No drug from this class has worked its way through the testing process to become an HIV medicine, so microbicide advocates view the early decision to study their potential for AIDS prevention as a victory for the struggling field.

The goal of developing an effective microbicide has so far proved elusive, but HIV-prevention experts are encouraged that there are now five candidate microbicides in large-scale clinical trials, and several more undergoing studies to determine whether they are safe for bigger tests.

Most are gels or creams inserted into the vagina of an HIV-negative woman. They alter the acidic level in the vagina, creating a hostile environment for viruses, but second-generation microbicides contain drugs that block or kill HIV.

To coincide with Monday's announcement, the British scientific journal Nature released early a study of two of the entry inhibitors showing that they protected macaques from an HIV-like virus up to six hours before sexual intercourse.

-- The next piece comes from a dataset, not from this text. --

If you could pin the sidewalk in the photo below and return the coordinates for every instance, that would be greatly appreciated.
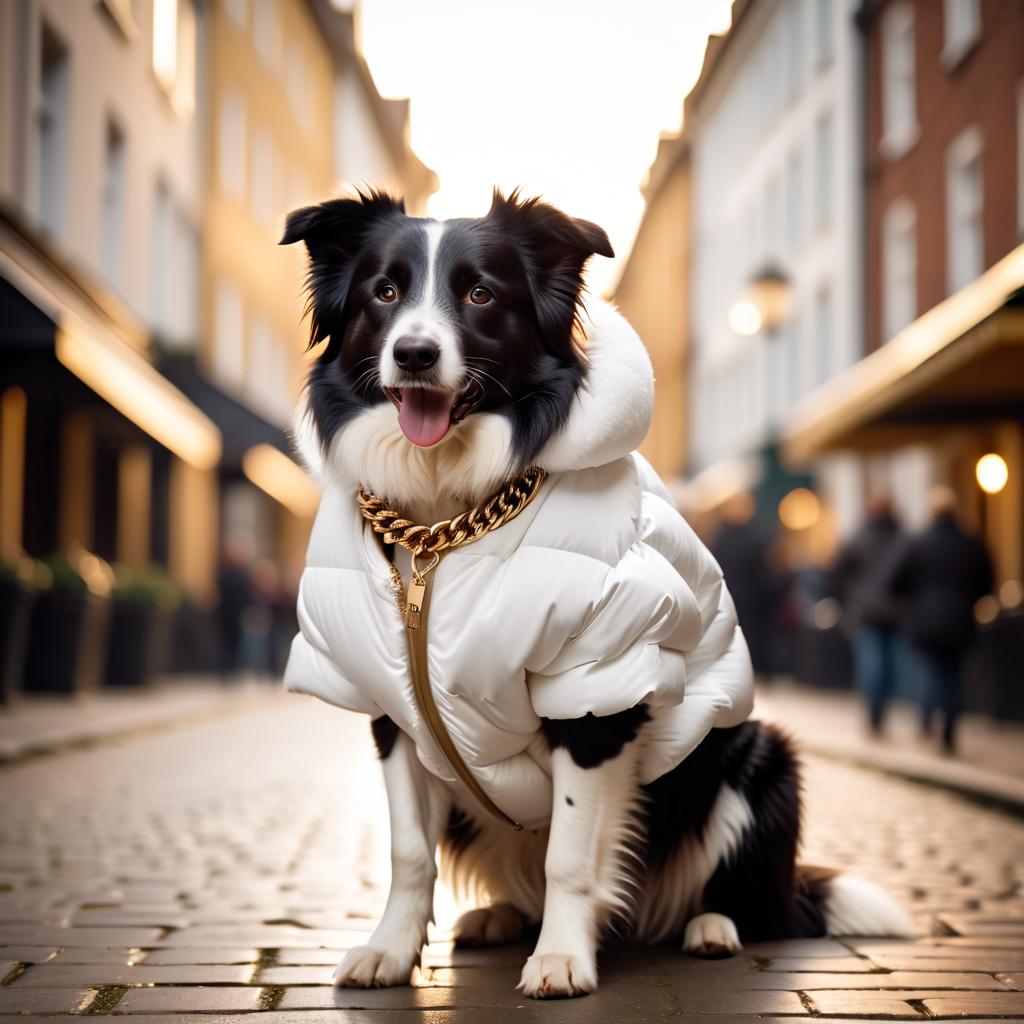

Cornell University researcher Dr. John Moore, the lead investigator of the study, noted that much smaller amounts of the drug are provided vaginally as a microbicide than are needed if the same medication is taken orally to treat an infection. Researchers will be monitoring microbicide users for signs that drug-resistant viruses are infecting them, but Moore said drug resistance was much less of a problem when a medicine was used topically to prevent an infection.

Another strategy to boost the effectiveness of medicinal microbicides will be to use them in combination. Dr. Mark Mitchnick, medical director of the International Partnership for Microbicides, said the first microbicide to be tested with these candidate drugs "will be a combination product" using two of the entry inhibitors or one of them in combination with other medicines being explored for microbicide use.

Tenofovir, an AIDS drug sold by Gilead Sciences of Foster City, is already being tested as a microbicide in both India and the United States. The International Partnership for Microbicides is also testing an experimental drug by Johnson & Johnson subsidiary Tibotec.

The Tibotec, Merck and Bristol-Myers Squibb drugs under consideration as microbicides are likely to be slightly different from the medicines under development that will eventually be sold as pills. To work as an oral drug, the chemical compounds must be readily absorbed from the digestive tract into the bloodstream -- a feature not needed in a microbicide. These early versions of the drugs may be modified to make them more suitable for pills, but could be kept in their original form as viable options for microbicides. In a sense, these laboratory castoffs may find a more useful role in preventing AIDS, rather than treating it.

Bristol-Myers Squibb and Merck have agreed to royalty-free licensures of their drugs to the International Partnership for Microbicides, which will use its own money to pay for the research. Its financial backers include the Bill & Melinda Gates Foundation, the Rockefeller Foundation, the U.S. Agency for International Development and the World Bank.